Polluted Khrew

Located at a distance of 23 kilometers from Srinagar to its south, is the picturesque locality of Khrew in Kashmir where, at one time, nature was unparalleled in its maiden beauty and freshness. The forests and woods extended right up to Dachigam, the famous wild life sanctuary of Kashmir. It has a bountiful nature, where fruits of different variety, apples, almonds and walnuts grow in abundance. Apart from these advantages, Khrew area is famous for saffron cultivation.
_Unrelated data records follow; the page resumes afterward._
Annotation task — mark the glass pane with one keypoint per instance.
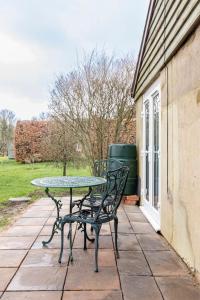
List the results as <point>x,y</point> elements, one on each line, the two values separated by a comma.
<point>156,150</point>
<point>147,148</point>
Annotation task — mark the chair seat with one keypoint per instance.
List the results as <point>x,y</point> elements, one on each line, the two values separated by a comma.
<point>84,216</point>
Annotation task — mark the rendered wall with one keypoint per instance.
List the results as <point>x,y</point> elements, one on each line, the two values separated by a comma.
<point>180,151</point>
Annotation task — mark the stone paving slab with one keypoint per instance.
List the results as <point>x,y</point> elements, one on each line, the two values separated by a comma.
<point>122,227</point>
<point>140,227</point>
<point>182,288</point>
<point>136,217</point>
<point>42,295</point>
<point>45,258</point>
<point>22,231</point>
<point>165,263</point>
<point>105,242</point>
<point>127,241</point>
<point>92,295</point>
<point>133,263</point>
<point>106,279</point>
<point>30,221</point>
<point>38,278</point>
<point>152,241</point>
<point>16,242</point>
<point>6,275</point>
<point>11,258</point>
<point>140,288</point>
<point>55,243</point>
<point>147,268</point>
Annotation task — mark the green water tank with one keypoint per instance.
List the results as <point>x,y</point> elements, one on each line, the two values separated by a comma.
<point>127,155</point>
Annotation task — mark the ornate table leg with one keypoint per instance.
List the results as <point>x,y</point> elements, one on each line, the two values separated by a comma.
<point>56,225</point>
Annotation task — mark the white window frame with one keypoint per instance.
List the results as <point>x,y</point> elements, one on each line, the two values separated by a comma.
<point>147,208</point>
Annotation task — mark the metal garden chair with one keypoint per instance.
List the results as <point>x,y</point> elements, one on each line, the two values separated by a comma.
<point>100,169</point>
<point>105,212</point>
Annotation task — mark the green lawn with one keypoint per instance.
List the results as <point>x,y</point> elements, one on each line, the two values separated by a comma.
<point>15,177</point>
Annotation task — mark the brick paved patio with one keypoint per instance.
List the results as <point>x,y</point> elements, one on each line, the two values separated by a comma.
<point>147,269</point>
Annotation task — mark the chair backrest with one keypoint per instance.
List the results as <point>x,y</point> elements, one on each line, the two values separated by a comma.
<point>101,167</point>
<point>116,182</point>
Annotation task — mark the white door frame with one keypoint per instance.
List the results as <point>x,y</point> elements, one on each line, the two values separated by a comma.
<point>147,207</point>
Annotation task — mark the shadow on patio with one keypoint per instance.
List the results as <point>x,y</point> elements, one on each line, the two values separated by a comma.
<point>147,269</point>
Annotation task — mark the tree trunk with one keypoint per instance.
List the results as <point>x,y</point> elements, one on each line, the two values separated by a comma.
<point>64,168</point>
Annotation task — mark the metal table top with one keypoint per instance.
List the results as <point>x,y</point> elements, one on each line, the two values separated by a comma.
<point>68,181</point>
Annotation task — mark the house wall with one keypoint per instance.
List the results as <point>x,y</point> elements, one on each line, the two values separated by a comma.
<point>180,151</point>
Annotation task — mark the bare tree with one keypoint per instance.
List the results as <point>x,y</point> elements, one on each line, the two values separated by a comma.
<point>59,144</point>
<point>95,98</point>
<point>7,120</point>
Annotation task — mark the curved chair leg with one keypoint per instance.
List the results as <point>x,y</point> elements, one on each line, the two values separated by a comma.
<point>85,237</point>
<point>70,242</point>
<point>62,242</point>
<point>97,229</point>
<point>116,236</point>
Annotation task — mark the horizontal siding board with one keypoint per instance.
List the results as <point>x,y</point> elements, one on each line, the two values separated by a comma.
<point>155,28</point>
<point>168,31</point>
<point>186,27</point>
<point>158,12</point>
<point>154,43</point>
<point>173,32</point>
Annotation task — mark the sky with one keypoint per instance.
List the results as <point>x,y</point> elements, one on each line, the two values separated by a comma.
<point>40,39</point>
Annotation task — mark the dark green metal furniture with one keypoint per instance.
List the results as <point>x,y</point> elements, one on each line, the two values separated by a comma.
<point>69,182</point>
<point>126,154</point>
<point>100,169</point>
<point>95,216</point>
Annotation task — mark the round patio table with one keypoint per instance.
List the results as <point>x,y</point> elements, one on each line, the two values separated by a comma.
<point>69,182</point>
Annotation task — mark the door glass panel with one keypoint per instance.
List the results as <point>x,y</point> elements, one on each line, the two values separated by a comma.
<point>155,150</point>
<point>147,149</point>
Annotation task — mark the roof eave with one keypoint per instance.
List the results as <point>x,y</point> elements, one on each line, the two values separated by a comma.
<point>142,46</point>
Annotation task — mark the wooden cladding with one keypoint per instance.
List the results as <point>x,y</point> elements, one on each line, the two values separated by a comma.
<point>170,24</point>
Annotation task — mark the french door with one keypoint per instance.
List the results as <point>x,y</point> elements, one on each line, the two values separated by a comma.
<point>151,157</point>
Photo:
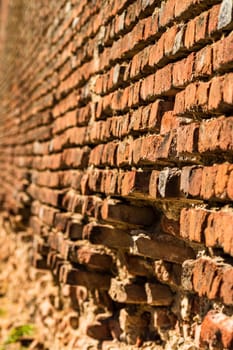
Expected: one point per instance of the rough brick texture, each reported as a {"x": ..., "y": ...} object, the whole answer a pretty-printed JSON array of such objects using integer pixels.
[{"x": 116, "y": 140}]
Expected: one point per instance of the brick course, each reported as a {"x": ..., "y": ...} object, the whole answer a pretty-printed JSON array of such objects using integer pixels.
[{"x": 116, "y": 150}]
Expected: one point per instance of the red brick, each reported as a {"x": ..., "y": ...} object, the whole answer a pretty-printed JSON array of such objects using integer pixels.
[
  {"x": 213, "y": 19},
  {"x": 167, "y": 12},
  {"x": 183, "y": 71},
  {"x": 218, "y": 232},
  {"x": 203, "y": 62},
  {"x": 201, "y": 23},
  {"x": 187, "y": 138},
  {"x": 156, "y": 52},
  {"x": 192, "y": 224},
  {"x": 190, "y": 34},
  {"x": 227, "y": 289},
  {"x": 169, "y": 40},
  {"x": 190, "y": 182},
  {"x": 216, "y": 324},
  {"x": 126, "y": 215},
  {"x": 147, "y": 88}
]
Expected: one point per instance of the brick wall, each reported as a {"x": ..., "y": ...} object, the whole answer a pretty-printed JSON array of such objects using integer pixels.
[{"x": 116, "y": 141}]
Unfortunately this picturesque locale and its fresh air have been polluted by wanton human activity. In 1984, Kashmir Cement Project (KCP) established a cement factory here and local youths were employed in it. But by the year 2004, seven cement manufacturing units came up in a particular area of Khrew close to villages Pakhribal, Nagadore and Botthen. These cement factories are emitting huge quantities of cement dust that pollutes the entire area far and wide. The fresh air and environs have become terribly polluted and its impact on flora and fauna of the region is disastrous. Firstly the wild animals, especially the famous Hangul, have disappeared from the forests of Khrew and are no more around. Even the birds are becoming rare and they appear very less now. The fruit trees and the crops are damaged by the cement dust. And above all, the saffron crop is adversely affected by the polluted air. It has also been found that people of the area are victims of respiratory problems caused by breathing dust. This is what we call the wanton destruction caused by human beings to Mother Nature.
We strongly appeal to the Government, the Department of Environment and Ecology, the Tourism Department and all concerned to take immediate steps of saving the flora and fauna of this picturesque area. These factories should be asked to introduce most modern methods of containing emission of cement dust. We fail to understand why six cement factories were allowed to be established in the area taking no note of pollution which these would cause. Relocation of these factories away from human and animal habitation would be an ideal solution of the problem. But as that might take a long time, the Government authorities should direct the factory owners to strictly enforce the standing regulations of not polluting the air.